200mlを10〜15分ずつかけてゆっくり飲み、
便を出して、下剤を飲み…と繰り返し
最終的に便が透明になったらクリア。
都度飲んだ量などをボールペンで紙に記入して看護師さんに診てもらう。

スムーズに思えた下剤摂取だが、
3杯目くらいからいきなりキツくなってきた。
単純に水分を多く摂っていることによる満腹感と、あの“梅味"だかなんだか知らないが奇妙な味の残る感じが意外と辛いのだ。



みるみる飲むペースが落ちていく。
前に座っているおじさんが淡々と飲み進めているのが見える。
ボールペンの「カチッ」という音が聞こえるたびに、
おじさんが次の下剤に進んだことがわかり
遅れをとっている焦燥感に駆られる。

デニムにカギをつけた彼が席を立ち、
「チャリンチャリン」という音が聞こえると、スムーズな排便をしている彼と、依然のろのろと動く自分の腸の差を思い知らされる。


隣の処置室からは別の患者さんの地獄のような嗚咽音が聞こえてくる。


さらに私は、下剤による吐き気に襲われベッドで休憩を挟む事態に。
やばい、これではおじさんとの差がまた開いてしまうではないか……。

寝ている合間に、遠くから聞こえる看護師さんからの「おめでとうございます」の声。
彼の便はもう、透明になったのだ。



1時間ほど休憩をしたのち、
下剤飲みタイムを再開した。
腸を動かすために院内を3周くらい歩いたり、普段見ない「ヒルナンデス!」でナンチャンが浜辺でギターを弾いているのをボーッと見たりして、ようやく私の便も合格をいただいた。
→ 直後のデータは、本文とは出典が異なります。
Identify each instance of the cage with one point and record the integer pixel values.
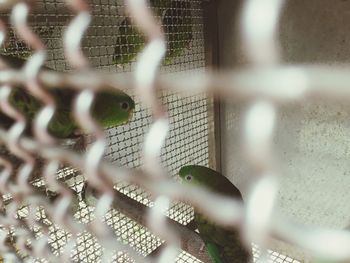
(252, 89)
お尻側に穴が開いているなんとも恥ずかしい検査着を着て、いざ処置台へ。
先生は私とそこまで歳が離れていないんじゃないかと思うくらい若めの男性。
うう、すみません。
別に誰であれすみません、なのだけど。


わたしは一応眠くなる麻酔をいれてもらうことにしたので(ちなみにあのおじさんはナシと言っていた、さすがだ)、処置台に上がってすぐにウトウトしはじめた。


だが処置が始まると、
夢うつつでも分かるような壮絶なお尻の痛みに喚いてしまった。
あまり覚えていないが、「わーん!」とか「痛い〜!」とか言ってたような気がする。
夢の中で誰かに刺されているような感覚。

意識が遠のいたり戻ったりを繰り返して、
1時間弱の検査が終わった。
開口一番に「何か叫んでた気がします、すみません」と平謝り。

全然知らなかったが、どうやら入りにくい箇所があったようで途中で先生が交代したのだとか。
看護師さんにも「汗びっしょりで、相当痛いの我慢してたんですね、お疲れ様です」と労ってもらった。
こちらこそですよ。


その後、麻酔が切れるまでベッドで寝かされ、
とりあえず大きなポリープ などはなかったようなので当日退院。
朝9時から16時頃まで、半日かけての検査がようやく終わった。


手術経験のないわたしには壮絶な一日だった。
でも検査に行っただけで偉いと自分を褒めよう。
褒美に伊勢丹で何か買ってやろう。

ちなみに検査費は、16000円。
ふるさと納税をワンストップ申請してしまった後だが、医療費控除有りの確定申告に切り替えよう。